Non c’era, però, Elly Schlein che, dopo lunga riflessione, ha deciso di non andare ufficialmente perché «era la piazza del M5S», così hanno detto i suoi. O forse perché, se fosse andata, mezzo Pd si sarebbe scatenato. In ogni caso l’obiettivo della delegazione era rassicurare sul fatto che non ci sono tensioni, che, sia pure nelle differenze, si lavora insieme per essere alternativi al centrodestra. Che l’avversario è dall’altra parte, non in questa del campo. E Boccia ha svolto, egregiamente, il compito. Entrando nel corteo, ha spiegato che «alcune cose ci dividono dal M5S ma altre ci uniscono.
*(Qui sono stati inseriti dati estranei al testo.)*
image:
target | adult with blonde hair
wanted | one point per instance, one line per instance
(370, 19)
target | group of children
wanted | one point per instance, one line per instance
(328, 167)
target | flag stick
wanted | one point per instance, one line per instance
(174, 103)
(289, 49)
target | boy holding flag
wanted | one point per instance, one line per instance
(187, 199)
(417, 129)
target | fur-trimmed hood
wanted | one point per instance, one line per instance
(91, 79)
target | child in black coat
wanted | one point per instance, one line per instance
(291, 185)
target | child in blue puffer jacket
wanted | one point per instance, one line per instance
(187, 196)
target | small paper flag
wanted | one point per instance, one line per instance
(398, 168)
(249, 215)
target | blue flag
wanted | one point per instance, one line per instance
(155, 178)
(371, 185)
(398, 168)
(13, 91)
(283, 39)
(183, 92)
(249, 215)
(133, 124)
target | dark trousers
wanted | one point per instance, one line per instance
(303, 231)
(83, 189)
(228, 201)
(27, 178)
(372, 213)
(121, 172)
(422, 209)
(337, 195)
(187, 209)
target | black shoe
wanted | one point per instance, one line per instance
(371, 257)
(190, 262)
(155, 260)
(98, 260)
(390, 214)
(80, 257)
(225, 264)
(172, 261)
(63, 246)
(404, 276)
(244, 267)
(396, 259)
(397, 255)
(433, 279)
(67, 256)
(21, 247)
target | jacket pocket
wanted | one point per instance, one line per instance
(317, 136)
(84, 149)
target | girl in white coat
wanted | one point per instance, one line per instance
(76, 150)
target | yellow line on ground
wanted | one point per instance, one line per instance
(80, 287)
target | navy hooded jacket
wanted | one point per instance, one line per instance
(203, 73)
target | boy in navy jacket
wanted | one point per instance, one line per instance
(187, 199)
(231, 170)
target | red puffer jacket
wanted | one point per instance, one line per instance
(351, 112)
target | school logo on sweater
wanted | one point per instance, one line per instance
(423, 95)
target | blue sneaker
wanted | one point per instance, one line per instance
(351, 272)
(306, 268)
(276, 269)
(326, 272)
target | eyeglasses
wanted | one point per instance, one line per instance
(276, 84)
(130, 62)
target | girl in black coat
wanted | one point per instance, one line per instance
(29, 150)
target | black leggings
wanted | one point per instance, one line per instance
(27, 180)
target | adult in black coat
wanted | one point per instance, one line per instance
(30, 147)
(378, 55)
Siamo d’accordo sulla critica alla corsa al riarmo dei 27 Stati e alle proposte della Commissione sulla prospettiva della difesa comune. Certo, non siamo d’accordo sul supporto militare all’Ucraina ma tutti pensiamo che sia necessario intensificare gli sforzi diplomatici e politici, che vogliamo faccia l’Ue, per negoziare una pace giusta». In conclusione, «siamo qui oggi perché qui c’è un pezzo di opposizione al governo della destra». Il punto è che, come ha detto Angelo Bonelli, Avs, dal palco, «abbiamo il dovere, lo dico a Giuseppe, di costruire una alternativa alla destra». L’esigenza è chiara, ma le contraddizioni pure. E il fatto è che, ieri, a riunire la diaspora, almeno per un giorno e sotto l’ombrello di un pacifismo senza se e senza ma (che metà Pd non condivide, il che non è un dettaglio), è stato Conte. Il quale ne è ben consapevole. Infatti, sia pur entusiasta per il successo della partecipazione, ieri ha indossato, nei confronti dei potenziali alleati (tante volte strattonati a male parole), i modi morbidi di chi vuole unire, del federatore. Per dirla con qualche malizia, del candidato premier.
Non è un caso che dal palco abbia ringraziato non solo i militanti del M5S, ma soprattutto chi non lo era. «Voglio ricordare», ha detto, «chi è qui in questa piazza senza tessera M5S e chi non condivide le nostre posizioni politiche», embrione di «un popolo che vuole essere ascoltato, che non vuole restare invisibile». E anche alla fine, chiudendo, ha ringraziato «tutte le delegazioni politiche» presente in piazza.
Per il resto, si è visto di tutto e di più. Dagli slogan («Mette Meloni nei vostri cannoni») ai cartelli contro Meloni, Crosetto e Von der Leyen muniti di elmetto. Dai fischi al Pd (quando Barbara Spinelli lo ha citato dal palco) ai cori contro Nicola Fratoianni (a un certo punto, durante il corteo, è partito il coro «Vendi la Tesla, amico vendi la Tesla»), da tutti gli argomenti pacifisti contro il riarmo, l’Occidente, l’Europa «guerrafondaia» e «bugiarda», le aziende belliche, i kit di sopravvivenza alla tiktoker Rita De Crescenzo, quella dell’invasione a Roccaraso, che non ha escluso un suo prossimo impegno in politica. Sul palco si sono alternati Barbara Spinelli, Flavio Lotti, padre Alex Zanotelli, Marco Travaglio, il presidente di Green Peace, i capigruppo del M5S al Parlamento italiano e europeo, associazioni. Il punto politico, però, sotto l’ombrello del no al riarmo, Conte si è preso una piazza che va oltre il M5S. «Oggi», ha detto, concludendo, «si costruisce l’alternativa». E al centro di questa alternativa, almeno oggi, non c’era la leadership del partito più grande. A Elly devono essere fischiate le orecchie.